Delegate Name: Ananya Arulmurugan
Right to Education
Forest Hills Eastern High School
The UN’s SDG 4 addresses the topic of a woman’s right to education seriously, and ensures inclusive and equitable quality education for all by 2030. By accepting human’s rights laws, most of the world’s countries have affirmed women’s rights to education. Article 10 of CEDAW (Convention on the Elimination of All forms of Discrimination Against Women), is a provision on women and girl’s rights to education. It aims not only to help women gain access to education, but to also improve the quality of education that they are getting. Article 14 of this same treaty declares the rights of rural women in education. Investing in girl’s education provides many positive effects, including rising national growth rates, lower child mortality rates, lower maternal mortality rates, and drops in child stunting.

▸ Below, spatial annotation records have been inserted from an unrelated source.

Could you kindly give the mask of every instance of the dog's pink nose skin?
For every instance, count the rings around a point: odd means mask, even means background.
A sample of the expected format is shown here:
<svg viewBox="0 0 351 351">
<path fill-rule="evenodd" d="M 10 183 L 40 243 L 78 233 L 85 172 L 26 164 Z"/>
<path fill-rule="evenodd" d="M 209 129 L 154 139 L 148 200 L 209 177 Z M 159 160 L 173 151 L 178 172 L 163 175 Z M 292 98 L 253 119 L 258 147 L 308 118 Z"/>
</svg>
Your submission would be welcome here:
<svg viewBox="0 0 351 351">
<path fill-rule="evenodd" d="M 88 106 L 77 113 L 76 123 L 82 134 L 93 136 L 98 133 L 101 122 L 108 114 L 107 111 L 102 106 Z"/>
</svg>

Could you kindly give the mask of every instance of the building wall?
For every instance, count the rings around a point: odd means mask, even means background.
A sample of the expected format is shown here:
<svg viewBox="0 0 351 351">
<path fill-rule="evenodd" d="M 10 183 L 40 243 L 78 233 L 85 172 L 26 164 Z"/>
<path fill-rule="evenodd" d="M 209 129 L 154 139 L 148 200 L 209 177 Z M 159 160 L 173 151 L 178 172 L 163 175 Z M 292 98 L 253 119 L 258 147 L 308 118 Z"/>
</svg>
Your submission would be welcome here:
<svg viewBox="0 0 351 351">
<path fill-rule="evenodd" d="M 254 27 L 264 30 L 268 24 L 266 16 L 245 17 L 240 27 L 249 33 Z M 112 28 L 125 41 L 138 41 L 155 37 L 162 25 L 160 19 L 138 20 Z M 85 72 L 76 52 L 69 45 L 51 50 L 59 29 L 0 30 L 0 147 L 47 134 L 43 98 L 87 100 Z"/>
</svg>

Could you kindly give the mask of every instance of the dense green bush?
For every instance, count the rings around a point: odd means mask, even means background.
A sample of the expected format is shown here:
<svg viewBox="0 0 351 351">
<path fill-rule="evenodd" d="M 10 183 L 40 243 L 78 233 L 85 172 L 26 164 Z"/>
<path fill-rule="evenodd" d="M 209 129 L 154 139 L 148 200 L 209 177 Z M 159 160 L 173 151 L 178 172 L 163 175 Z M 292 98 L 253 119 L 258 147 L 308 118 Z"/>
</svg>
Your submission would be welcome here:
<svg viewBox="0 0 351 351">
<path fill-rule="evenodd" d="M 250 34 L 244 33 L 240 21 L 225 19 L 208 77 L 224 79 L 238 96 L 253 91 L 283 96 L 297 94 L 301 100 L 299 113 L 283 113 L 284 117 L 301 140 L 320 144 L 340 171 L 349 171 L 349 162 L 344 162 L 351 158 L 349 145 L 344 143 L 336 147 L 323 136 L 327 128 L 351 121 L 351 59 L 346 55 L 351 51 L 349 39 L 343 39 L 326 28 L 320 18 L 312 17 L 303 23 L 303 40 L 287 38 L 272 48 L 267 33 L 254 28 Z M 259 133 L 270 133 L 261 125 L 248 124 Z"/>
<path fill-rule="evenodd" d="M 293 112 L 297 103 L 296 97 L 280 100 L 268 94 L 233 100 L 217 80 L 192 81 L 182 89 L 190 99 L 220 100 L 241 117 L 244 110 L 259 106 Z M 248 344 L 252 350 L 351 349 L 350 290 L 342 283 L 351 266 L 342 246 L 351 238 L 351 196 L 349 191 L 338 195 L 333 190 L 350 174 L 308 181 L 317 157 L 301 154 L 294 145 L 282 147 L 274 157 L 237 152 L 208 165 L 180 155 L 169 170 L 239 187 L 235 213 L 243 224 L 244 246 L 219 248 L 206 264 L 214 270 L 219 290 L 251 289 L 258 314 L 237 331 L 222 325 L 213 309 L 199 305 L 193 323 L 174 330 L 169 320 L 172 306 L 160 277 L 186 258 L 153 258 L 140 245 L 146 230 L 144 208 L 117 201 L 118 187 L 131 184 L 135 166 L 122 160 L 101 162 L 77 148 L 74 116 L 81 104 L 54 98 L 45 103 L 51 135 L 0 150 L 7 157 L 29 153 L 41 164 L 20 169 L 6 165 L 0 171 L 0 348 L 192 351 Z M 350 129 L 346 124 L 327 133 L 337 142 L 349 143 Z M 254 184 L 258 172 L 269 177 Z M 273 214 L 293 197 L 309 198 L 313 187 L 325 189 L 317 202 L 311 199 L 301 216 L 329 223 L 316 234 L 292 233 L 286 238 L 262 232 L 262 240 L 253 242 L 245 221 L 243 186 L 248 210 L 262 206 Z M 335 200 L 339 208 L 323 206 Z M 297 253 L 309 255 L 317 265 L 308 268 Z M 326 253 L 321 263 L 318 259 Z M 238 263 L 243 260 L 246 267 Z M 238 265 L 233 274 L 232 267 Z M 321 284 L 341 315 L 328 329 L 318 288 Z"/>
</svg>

Many women in Guatemala stop their studies due to pregnancy. To increase women, especially indigenous women in Guatemala, UNESCO opened two Malala centers. It provides girls and women from the community the support to access the education that they need. Despite public education being provided for free, many Guatemalan women still do not attend school. About 20% of the population is illiterate, and 60% of the indigenous population. Over 2,000,000 children do not attend school in Guatemala, the majority being indigenous girls.
Guatemala desires a campaign to inform more women about their opportunities for education, as this is a big problem. It would also like to reeducate teachers and administration to lessen bias towards girls and other communities that could be likely to be discriminated against.
Women also need better Maternal health care and education on these topics since this is a leading cause of the lack of education.